The load of the hydraulic pump 20 rapidly increases along with the activation of the hydraulic operation device when the cargo handling operation is performed in a state in which the pressure in the hydraulic mechanism 21 is low, that is, in a no-load state, such as when the engine 19 is controlled at idle rotation speed without the operation of the accelerator manipulation member 31. An engine stall may occur when the torque of the engine 19 becomes insufficient along with the increase in the load of the hydraulic pump 20. Therefore, the vehicle control device 25 of the present embodiment performs control for preventing an engine stall in a situation where a rapid load change can occur in the engine 19.

The cargo handling operation includes operation of the tilt cylinder 15 and operation of the lift cylinder 16. The cargo handling operation is load operation in which load is applied to the engine 19. The vehicle control device 25 permits the cargo handling operation when it is detected that the driver is at the correct driving operation position based on the detection result of the driver detection sensor 33. This is a state in which the operation of the tilt cylinder 15 and the lift cylinder 16 is permitted.

In the present embodiment, the vehicle control device 25 prevents an engine stall by suppressing the rapid rise in the pressure in the hydraulic mechanism 21 when the cargo handling operation is performed. Specifically, the vehicle control device 25 discretely increases the pressure in the hydraulic mechanism 21 to suppress a rapid rise in the pressure. The cargo handling operation refers to operation of the tilt manipulation member 27 and/or the lift manipulation member 29.

Hereinafter, control performed by the vehicle control device 25 to prevent an engine stall will be described with reference to FIG. 6.

The vehicle control device 25 determines whether the cargo handling operation has been performed based on the detection results of the tilt sensor 28 and the lift sensor 30 (step S10). The vehicle control device 25 makes a positive determination in step S10 when the cargo handling operation has been performed in the case in which the cargo handling operation is permitted based on the detection result of the driver detection sensor 33.

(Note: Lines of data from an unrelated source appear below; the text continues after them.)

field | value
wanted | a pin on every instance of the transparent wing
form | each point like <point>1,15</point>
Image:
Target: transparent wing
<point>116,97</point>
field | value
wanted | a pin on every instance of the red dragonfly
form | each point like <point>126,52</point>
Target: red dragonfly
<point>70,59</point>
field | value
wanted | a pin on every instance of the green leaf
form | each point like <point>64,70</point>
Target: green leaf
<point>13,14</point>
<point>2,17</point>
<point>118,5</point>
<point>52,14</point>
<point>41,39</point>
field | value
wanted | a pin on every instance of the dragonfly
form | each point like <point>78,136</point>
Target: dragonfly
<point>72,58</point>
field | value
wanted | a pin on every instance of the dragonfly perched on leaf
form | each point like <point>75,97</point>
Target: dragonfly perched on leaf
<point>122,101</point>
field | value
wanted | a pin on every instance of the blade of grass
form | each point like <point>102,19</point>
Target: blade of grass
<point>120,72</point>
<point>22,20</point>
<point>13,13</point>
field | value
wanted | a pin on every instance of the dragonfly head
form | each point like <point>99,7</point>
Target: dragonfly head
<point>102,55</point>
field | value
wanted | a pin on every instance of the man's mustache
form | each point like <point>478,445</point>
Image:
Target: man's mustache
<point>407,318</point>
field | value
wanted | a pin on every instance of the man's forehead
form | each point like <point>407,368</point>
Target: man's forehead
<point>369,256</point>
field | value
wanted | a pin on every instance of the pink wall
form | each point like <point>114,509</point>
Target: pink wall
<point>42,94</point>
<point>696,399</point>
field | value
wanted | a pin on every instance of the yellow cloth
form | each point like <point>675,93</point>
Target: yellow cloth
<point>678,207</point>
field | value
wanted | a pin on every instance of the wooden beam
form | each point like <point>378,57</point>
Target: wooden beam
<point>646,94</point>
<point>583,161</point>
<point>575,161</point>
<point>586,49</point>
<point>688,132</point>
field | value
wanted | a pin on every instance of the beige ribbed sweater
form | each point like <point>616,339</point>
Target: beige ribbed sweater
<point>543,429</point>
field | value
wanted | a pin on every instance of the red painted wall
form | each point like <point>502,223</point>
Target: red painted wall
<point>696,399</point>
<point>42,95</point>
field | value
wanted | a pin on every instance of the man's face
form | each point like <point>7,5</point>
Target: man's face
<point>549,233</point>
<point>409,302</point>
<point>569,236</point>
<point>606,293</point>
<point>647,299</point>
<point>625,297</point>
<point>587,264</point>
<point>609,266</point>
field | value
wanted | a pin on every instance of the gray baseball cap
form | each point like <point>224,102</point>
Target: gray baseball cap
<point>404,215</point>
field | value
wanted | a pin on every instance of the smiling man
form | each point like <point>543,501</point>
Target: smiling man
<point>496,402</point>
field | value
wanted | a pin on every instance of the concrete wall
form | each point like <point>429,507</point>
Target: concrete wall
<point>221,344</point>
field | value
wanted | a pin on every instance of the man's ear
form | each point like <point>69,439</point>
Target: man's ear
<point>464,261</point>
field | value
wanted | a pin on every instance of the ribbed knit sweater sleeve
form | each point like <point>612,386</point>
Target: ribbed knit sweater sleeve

In contrast, the vehicle control device 25 makes a negative determination in step S10 to end the process when the cargo handling operation has not been performed, when the cargo handling operation is not permitted based on the detection result of the driver detection sensor 33, or when another cargo handling operation is detected in a state in which a cargo handling operation has already been detected. The case in which another cargo handling operation is detected in a state in which a cargo handling operation has already been detected includes a case in which a plurality of cargo handling operations are performed at the same time, such as when operation of the lift manipulation member 29 is detected after the detection of the operation of the tilt manipulation member 27.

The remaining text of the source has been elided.